New Blood Glucose Monitor

A new blood glucose-monitoring device has proven to be helpful in managing children’s diabetes. Read about the findings ofthe NIH-funded study.

New Monitor Proves Helpful for Children with Diabetes

A monitor that constantly measures blood sugar and alerts the individual when his/her blood sugar will rise of fall below acceptable levels has proven to not only be beneficial for children with diabetes, it also tends to help the children become more involved in their disease management.

The study’s findings were reported during the 66th meeting of the Scientific Sessions of the American Diabetes Association in Washington DC. It was funded by the National Institutes of Health. Dr.
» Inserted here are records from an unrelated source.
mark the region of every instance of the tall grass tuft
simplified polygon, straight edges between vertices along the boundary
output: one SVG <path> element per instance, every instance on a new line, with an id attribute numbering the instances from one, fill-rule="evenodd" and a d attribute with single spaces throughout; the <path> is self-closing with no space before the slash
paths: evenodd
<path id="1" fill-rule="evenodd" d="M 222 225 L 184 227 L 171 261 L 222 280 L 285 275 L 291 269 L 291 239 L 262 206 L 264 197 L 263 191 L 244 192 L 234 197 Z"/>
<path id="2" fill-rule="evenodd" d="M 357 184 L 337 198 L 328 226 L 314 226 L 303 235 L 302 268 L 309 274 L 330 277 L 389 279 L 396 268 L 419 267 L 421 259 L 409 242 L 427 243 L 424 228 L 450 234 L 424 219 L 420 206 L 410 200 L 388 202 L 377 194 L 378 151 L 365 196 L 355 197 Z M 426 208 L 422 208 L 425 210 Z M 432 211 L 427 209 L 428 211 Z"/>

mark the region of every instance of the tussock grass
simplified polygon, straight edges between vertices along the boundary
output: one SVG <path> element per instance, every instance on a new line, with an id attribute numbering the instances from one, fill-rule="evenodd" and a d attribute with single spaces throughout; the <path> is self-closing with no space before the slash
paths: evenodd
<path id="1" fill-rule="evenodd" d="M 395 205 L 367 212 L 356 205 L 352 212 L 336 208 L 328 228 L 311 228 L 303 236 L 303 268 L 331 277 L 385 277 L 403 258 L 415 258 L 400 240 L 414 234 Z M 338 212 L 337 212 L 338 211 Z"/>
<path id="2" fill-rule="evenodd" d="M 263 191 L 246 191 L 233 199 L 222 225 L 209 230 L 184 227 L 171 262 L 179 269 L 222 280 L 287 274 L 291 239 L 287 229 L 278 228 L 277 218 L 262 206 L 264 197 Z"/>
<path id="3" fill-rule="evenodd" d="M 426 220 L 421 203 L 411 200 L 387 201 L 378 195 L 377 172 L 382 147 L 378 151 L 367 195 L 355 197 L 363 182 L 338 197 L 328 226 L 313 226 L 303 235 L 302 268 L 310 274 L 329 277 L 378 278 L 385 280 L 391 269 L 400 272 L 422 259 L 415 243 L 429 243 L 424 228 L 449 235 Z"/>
Bruce Buckingham of Stanford University presented the results of the study that monitored 30 youth – ranging in age from four to 17 years. He reported that the seven-week study showed that the monitor helped the children reach their individual target blood sugar levels and – as an added benefit – the children all became more involved in their own diabetes management.

A sensor is inserted a few millimeters into the skin and is replaced every five days. It continuously monitors blood sugar levels and sets off an alarm 20 minutes prior to the patient’s level falling or rising out of the acceptable level. The patients were taught what to eat or drink when the monitor alerted them and, as a result, became more interested in managing their disease.

The study was conducted using the Freestyle Navigator Continuous Glucose Monitoring System that is manufactured by Abbott Diabetes Care. The monitoring system is an investigational devise that is currently under FDA review for both pediatric and adult patients. Abbott describes the system as consisting of “a five-day sensor, a transmitter, and a wireless receiver with a built-in FreeStyle® blood glucose monitoring system. The system is designed to provide glucose readings once per minute, high/low glucose alarms and projected glucose alarms.”

Abbot Diabetes Care President, Ed Florentino, said the device has proven to be highly accurate in all clinical studies to date. He explained, “Based on the promising results obtained form the NIH DirecNet Study, and via other clinical studies we hope to initiate, Abbott intends to file a supplemental PMA (Pre Market Approval) with the FDA for a pediatric indication in the post-approval period.” The researchers concluded the device is safe for home use, accurate, and beneficial for the children researched.